6. The method of claim 1, further characterized by: subjecting the signal curve to a transformation function to provide a transformed signal curve; and determining the fitting curve based on the transformed signal curve.
7. The method of claim 6, wherein the transformation function is one of a log2 function, an inverse tangent transformation function, a square root transformation function, or an exponent power transformation function.
8. The method of claim 1, wherein the coefficients include a slope and an intercept.
9. The method of claim 1, wherein the signal curve includes count rates in at least five energy windows.
10. The method of claim 1, wherein the encoded data includes a predetermined number of bits.
11. The method of claim 1, wherein the encoded data includes a variable number of bits, wherein the variable number of bits depends on a predetermined error, and wherein the predetermined error is related to a difference between the signal curve and a decoded signal curve generated from the decoded data.

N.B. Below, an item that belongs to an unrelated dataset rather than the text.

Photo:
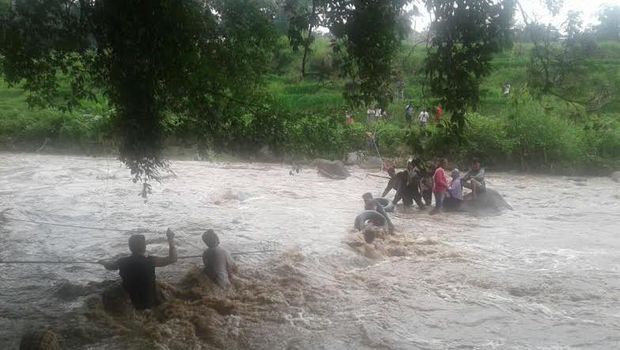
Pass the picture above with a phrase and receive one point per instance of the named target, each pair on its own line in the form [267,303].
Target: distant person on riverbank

12. The method of claim 1, further including performing a borehole operation based on the determined at least one parameter of the downhole environment, wherein the borehole operation comprises one of a log generation or a change of an operational parameter.
13. The method of claim 1, wherein transmitting the encoded data includes transmitting less than 10 bits per second from the downhole environment to the surface environment.
14. The method of claim 1, wherein transmitting the encoded data includes one of mud pulse telemetry, acoustic telemetry, or electromagnetic telemetry.
15. The method of claim 1, wherein the fitting curve is a predetermined fitting curve and wherein the coefficients are stored in a memory in the downhole tool.
16. The method of claim 1, wherein receiving the signals from the downhole environment further characterized by: receiving first signals at a first borehole depth defining a first signal curve and receiving second signals at a second borehole depth defining a second signal curve, determining first coefficient of the fitting curve that fits the first signal curve and determining second coefficients of the fitting curve that fits the second signal curve.
17. A system (100; 600) for data handling in downhole operations, the system characterized by: a downhole tool (116; 620) to receive signals from a downhole environment within a borehole, the signals defining a signal curve; memory (604A) storing instructions; and a processor (604B) to execute the instructions from the memory to cause the system to: determine (554) coefficients of a fitting curve that fits the signal curve; determine (556) difference indicators representing differences between the signal curve and the fitting curve; encode (504; 558) the coefficients and the difference indicators to provide encoded data representing the signal curve; transmit (508; 562) the encoded data from the downhole environment to a surface environment outside the borehole; decode (564) at the surface environment the encoded data to provide decoded data; and determine (510; 566) at least one parameter of the downhole environment, based in part on the decoded data.
18. The system of claim 17, wherein the instructions, when executed by the processor, further cause the system to: subject the signal curve to a transformation function to provide a transformed signal curve; and determine the fitting curve based on the transformed signal curve.
19. The system of claim 17, wherein the instructions, when executed by the processor, further cause the system to: generate, as part of the decoding at the surface environment, a decoded signal curve using the decoded data; and performing an inverse modeling based on the decoded signal curve to determine the occurrence of at least one radioactive element in the downhole environment.
20. The system of claim 17, wherein the signal curve includes a plurality of count rates in a plurality of energy windows and the at least one parameter in the downhole environment includes an occurrence of at least one radioactive element in the downhole environment.